The child’s shout on recognising Guyana’s national poet as ‘the poems man’ carries a certain respectful awe, but at the same time it is a good-natured, childish jibe aimed at a familiar, tall, raw-boned figure whose eccentric craft is the making of poems. In adopting the child’s description of him for his poem’s title, Carter, with gently sardonic humour, accepts his implied kinship with other familiar, even lumpen, urban figures: fisherman, cartman, coconut man, garbage man, obeah man, milkman. That acceptance is characteristic of both the poetry and the man. Martin Carter remains a ‘people’s poet’, always personally involved in the human condition about which he wrote. Some of his poems have a resonance for us today that can be quite startling:

Those miseries I know you cultivate
are mine as well as yours, or do you think
the impartial bullock cares whose land is
ploughed?
(‘After one year’ Poems of Succession, 1977)

In a yawning gun world I
am more a criminal than any of them.
(‘Inventor’ Poems of Affinity, 1980)

Whatever we are, let us never forget to wrap
a tender hand upon the all-seeing brow of a
child.
The longer we take to do so, the longer will
nature divide.
(‘On a pavement’ Poems of succession)

His poetry suggests a natural affinity with people in the community, a quality that has made Carter pre-eminently the poet of ordinary, urban people: a public poet in the finest sense. His poems tend to be short, their language economical and deceptively simple in their vernacular tone and rhythm. But they are meticulously shaped to challenge conventional ideas and to question accepted social behaviour. In ‘The Poems Man’, the poem comes to a sudden stop, ironically, with the line “the middle where we meet / is not the place to stop.” The reader is left, abruptly, to consider the implications of what appears, at first sight, to be obvious. the ‘middle’ cannot be a true stopping-point, merely an intersection. The poet and the girl are headed in opposite directions. But there is a nagging sense ( because the poem ends so abruptly ) that perhaps there ought to be a stopping-point : a point of genuine meeting between ‘rude citizen’ and public poet, between childish innocence and adult experience. This idea recurs in Carter’s poetry, sometimes with political implications.

In a small city at dusk

it is difficult to distinguish
bird from bat. Both fly fast :
one away from the dark
and one toward the dark.
The bird to nest in the tree.
The bat to a feast in its branches.

Stranger to each other they seek...
the same tree that grows out of the great soil.
And I know, even before I came to live here,
dusk did the same to bird and bat and does
the same to man.
(‘in a small city at dusk’ Poems of Succession)

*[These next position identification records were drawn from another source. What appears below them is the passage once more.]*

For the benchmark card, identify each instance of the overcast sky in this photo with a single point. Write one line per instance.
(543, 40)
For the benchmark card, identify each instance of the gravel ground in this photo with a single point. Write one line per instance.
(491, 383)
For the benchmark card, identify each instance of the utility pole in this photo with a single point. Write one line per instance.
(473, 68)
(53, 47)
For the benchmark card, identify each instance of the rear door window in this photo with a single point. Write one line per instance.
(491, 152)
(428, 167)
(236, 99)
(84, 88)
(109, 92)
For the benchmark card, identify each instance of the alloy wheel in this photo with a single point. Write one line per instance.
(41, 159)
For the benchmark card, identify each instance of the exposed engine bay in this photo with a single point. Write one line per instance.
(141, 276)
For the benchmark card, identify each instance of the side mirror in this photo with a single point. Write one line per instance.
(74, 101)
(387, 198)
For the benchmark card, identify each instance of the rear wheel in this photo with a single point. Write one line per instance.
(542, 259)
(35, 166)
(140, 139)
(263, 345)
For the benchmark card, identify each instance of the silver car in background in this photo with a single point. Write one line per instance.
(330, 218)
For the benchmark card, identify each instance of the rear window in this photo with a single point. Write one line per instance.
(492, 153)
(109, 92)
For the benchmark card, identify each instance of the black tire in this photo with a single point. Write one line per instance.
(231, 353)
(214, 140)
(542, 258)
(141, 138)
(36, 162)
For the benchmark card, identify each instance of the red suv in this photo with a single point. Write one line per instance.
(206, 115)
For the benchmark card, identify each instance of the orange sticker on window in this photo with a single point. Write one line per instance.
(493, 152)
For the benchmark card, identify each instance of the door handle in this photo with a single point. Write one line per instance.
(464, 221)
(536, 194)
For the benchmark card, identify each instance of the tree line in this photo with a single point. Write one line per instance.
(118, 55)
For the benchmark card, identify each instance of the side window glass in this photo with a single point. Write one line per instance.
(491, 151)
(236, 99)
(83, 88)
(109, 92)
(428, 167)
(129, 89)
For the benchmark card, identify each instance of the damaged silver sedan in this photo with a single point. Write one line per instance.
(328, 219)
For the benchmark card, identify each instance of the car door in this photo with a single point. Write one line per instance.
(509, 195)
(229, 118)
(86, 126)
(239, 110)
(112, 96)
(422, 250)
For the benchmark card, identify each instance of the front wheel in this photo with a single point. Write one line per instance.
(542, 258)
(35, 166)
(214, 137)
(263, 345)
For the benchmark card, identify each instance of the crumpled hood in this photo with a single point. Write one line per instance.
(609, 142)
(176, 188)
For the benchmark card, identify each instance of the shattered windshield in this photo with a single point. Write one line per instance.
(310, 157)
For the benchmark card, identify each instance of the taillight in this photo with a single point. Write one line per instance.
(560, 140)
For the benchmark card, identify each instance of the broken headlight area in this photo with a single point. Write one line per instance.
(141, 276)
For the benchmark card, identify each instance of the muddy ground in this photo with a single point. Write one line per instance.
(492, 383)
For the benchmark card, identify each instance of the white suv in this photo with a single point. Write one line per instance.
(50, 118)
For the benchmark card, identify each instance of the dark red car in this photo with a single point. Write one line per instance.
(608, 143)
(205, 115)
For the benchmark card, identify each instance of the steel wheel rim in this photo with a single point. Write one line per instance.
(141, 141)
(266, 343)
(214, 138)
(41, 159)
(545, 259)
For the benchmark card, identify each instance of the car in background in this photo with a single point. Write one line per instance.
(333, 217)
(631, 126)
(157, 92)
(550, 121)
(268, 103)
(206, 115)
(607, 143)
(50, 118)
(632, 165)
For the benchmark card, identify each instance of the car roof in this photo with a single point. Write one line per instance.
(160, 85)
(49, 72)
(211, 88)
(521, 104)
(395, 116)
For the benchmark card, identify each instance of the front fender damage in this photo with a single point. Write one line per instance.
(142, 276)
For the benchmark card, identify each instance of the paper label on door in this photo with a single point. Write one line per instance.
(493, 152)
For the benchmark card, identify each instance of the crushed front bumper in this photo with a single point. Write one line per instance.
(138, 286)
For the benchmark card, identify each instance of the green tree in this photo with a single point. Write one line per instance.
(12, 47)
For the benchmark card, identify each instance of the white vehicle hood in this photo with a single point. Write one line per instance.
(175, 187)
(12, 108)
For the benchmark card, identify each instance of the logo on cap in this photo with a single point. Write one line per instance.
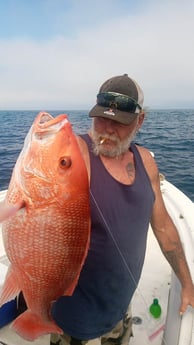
(109, 112)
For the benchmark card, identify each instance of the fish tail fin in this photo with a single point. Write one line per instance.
(29, 326)
(10, 288)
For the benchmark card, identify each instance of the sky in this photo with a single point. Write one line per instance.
(55, 54)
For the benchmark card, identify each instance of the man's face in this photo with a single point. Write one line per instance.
(111, 138)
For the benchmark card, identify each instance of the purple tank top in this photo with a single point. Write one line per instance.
(120, 219)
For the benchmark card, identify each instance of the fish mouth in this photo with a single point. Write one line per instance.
(47, 123)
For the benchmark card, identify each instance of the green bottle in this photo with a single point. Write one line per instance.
(155, 309)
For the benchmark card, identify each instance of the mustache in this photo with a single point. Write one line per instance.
(101, 138)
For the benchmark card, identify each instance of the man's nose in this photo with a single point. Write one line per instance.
(110, 126)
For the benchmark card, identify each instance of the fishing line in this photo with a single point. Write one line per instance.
(116, 245)
(123, 258)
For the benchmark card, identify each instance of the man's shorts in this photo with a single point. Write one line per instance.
(119, 335)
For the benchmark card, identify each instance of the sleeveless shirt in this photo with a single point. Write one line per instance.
(120, 218)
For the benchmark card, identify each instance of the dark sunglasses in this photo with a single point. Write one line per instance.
(118, 101)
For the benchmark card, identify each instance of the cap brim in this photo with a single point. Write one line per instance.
(113, 114)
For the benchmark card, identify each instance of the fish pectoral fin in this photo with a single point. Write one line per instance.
(71, 288)
(30, 326)
(10, 288)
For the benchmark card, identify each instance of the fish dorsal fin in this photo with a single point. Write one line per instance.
(10, 288)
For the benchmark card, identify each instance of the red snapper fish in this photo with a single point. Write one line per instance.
(47, 240)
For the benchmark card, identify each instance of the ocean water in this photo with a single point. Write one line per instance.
(169, 134)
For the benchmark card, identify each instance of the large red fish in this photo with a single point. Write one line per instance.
(47, 240)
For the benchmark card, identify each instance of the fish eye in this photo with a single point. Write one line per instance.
(65, 162)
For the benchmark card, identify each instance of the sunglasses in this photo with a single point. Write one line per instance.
(118, 101)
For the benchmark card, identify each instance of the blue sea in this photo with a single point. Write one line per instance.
(169, 134)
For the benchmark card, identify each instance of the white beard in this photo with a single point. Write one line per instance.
(121, 146)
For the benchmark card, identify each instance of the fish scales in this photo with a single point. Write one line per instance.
(47, 240)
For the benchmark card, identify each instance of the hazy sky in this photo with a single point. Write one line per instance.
(55, 54)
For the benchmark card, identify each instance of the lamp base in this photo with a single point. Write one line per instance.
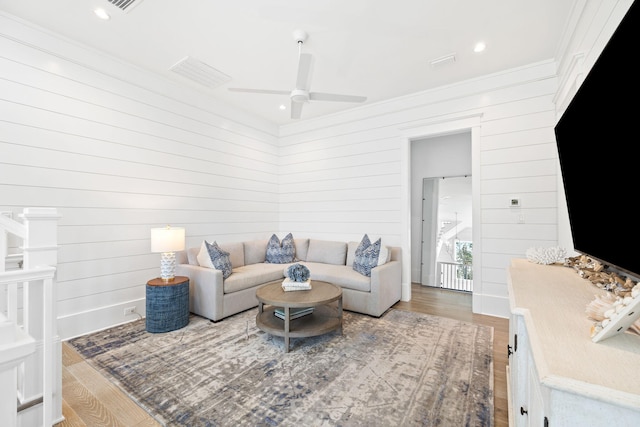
(167, 266)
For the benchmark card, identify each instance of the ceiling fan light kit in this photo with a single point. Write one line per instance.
(301, 94)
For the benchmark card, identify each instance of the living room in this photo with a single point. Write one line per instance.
(119, 150)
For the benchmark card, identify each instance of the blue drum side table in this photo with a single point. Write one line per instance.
(167, 304)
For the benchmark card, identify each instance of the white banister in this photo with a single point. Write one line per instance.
(29, 303)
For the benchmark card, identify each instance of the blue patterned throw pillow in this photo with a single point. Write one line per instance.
(280, 252)
(220, 259)
(366, 256)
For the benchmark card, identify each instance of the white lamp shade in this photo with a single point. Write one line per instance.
(167, 239)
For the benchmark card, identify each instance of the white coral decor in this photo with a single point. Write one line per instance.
(546, 255)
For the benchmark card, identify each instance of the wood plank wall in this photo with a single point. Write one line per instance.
(351, 166)
(118, 151)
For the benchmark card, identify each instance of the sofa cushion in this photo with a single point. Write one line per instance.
(252, 275)
(280, 252)
(254, 251)
(302, 247)
(236, 252)
(385, 253)
(341, 275)
(219, 258)
(327, 252)
(367, 255)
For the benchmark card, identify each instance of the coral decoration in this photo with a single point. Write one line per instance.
(546, 255)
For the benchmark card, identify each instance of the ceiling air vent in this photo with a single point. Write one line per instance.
(200, 72)
(125, 5)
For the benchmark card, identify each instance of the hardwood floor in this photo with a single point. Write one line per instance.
(457, 305)
(91, 400)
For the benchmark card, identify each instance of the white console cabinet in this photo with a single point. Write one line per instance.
(557, 375)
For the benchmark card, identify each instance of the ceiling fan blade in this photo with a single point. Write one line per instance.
(296, 109)
(319, 96)
(267, 91)
(304, 71)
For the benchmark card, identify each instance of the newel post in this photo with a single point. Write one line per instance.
(44, 373)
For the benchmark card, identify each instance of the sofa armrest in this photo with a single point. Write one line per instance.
(206, 290)
(386, 283)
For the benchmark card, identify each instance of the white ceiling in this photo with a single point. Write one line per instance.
(380, 49)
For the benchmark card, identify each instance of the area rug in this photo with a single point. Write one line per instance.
(403, 369)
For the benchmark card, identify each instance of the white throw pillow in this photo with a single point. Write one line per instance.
(204, 259)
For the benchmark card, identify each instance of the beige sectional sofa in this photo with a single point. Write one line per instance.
(214, 298)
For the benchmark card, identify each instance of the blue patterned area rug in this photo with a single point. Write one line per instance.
(403, 369)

Dusk is the time when sun and moon, travelling in opposite directions, intersect. A crossing, not a meeting point. Bat and bird do the same thing at dusk, following opposite impulses, moving in opposite directions, but seeking the same resting-place; “the same tree that grows out of the great soil”. It is hard to avoid the thought that the poem is hinting at a lack of meaningful communication - a genuine meeting-point - between the two major ethnic groups ( or political parties ) of the land, who, though sharing the same city, still live in opposed worlds, only meeting en passant like bat and bird, or like the ‘poems man’ and the young girl. The poem’s relevance is particularly striking today.

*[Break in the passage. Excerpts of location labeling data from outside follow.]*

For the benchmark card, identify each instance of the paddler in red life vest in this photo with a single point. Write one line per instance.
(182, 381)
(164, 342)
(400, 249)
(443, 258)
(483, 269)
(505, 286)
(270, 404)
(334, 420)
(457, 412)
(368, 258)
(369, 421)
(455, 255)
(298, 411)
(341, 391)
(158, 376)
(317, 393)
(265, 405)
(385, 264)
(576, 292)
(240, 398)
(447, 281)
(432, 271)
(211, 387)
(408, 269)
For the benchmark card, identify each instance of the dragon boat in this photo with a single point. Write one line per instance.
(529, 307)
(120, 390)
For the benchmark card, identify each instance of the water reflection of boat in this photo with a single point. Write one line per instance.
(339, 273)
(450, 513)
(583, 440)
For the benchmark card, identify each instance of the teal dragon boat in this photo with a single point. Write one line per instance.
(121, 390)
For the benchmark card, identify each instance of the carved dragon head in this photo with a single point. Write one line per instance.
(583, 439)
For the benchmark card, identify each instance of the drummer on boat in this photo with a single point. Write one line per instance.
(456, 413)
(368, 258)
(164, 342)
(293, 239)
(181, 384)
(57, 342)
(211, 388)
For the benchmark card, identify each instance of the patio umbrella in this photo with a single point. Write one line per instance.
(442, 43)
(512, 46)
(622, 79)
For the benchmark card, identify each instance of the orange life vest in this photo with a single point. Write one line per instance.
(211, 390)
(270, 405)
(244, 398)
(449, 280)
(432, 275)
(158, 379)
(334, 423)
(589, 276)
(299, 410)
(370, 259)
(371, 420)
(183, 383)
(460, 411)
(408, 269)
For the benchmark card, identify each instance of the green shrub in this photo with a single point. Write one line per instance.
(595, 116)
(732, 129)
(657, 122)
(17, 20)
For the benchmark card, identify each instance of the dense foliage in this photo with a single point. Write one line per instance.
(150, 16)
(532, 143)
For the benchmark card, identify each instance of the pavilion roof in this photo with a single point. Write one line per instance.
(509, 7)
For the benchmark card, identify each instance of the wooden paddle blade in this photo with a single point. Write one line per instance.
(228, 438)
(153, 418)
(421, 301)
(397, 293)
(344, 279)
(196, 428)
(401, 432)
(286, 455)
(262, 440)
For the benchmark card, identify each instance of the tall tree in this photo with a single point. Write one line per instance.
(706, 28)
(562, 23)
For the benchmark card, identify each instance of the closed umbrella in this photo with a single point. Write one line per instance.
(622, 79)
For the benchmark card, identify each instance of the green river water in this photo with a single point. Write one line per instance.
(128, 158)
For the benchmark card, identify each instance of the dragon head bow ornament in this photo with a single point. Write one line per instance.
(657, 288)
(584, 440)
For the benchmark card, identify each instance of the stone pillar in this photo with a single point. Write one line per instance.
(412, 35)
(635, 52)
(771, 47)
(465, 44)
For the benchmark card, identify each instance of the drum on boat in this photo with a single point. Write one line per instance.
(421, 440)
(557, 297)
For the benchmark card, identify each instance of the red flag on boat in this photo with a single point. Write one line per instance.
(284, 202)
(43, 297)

Martin Carter’s poetry is full of serious social, political and philosophical concern as well as with veiled warnings of the tragic consequences that will ensue if “...Men murder men, as men must murder men, / to build their shining governments of the damned. “ (‘After one year’ Poems of Succession) His work also reveals a burden of isolation, bitterness and even despair over the apparently hopeless condition of what he referred to (and we have come to recognise) as “my strangled city”. But what emerges out of the body of his work is his deeply humane concern with the life of ordinary people. This is the legacy of his work and his life as a poet and man among us : that our bitterness must be in proportion to our greatness of heart, and that by refusing to be more than simply humane human beings, we can never be in danger of becoming anything less.

I walk slowly in the wind
watching myself in things I did not make:
child
...hearing myself in the loneliness of a
in a woman’s grief which is not understood
in coughing dogs when midnight lingers
long....
I walk slowly in the wind.
I walk because I cannot crawl or fly.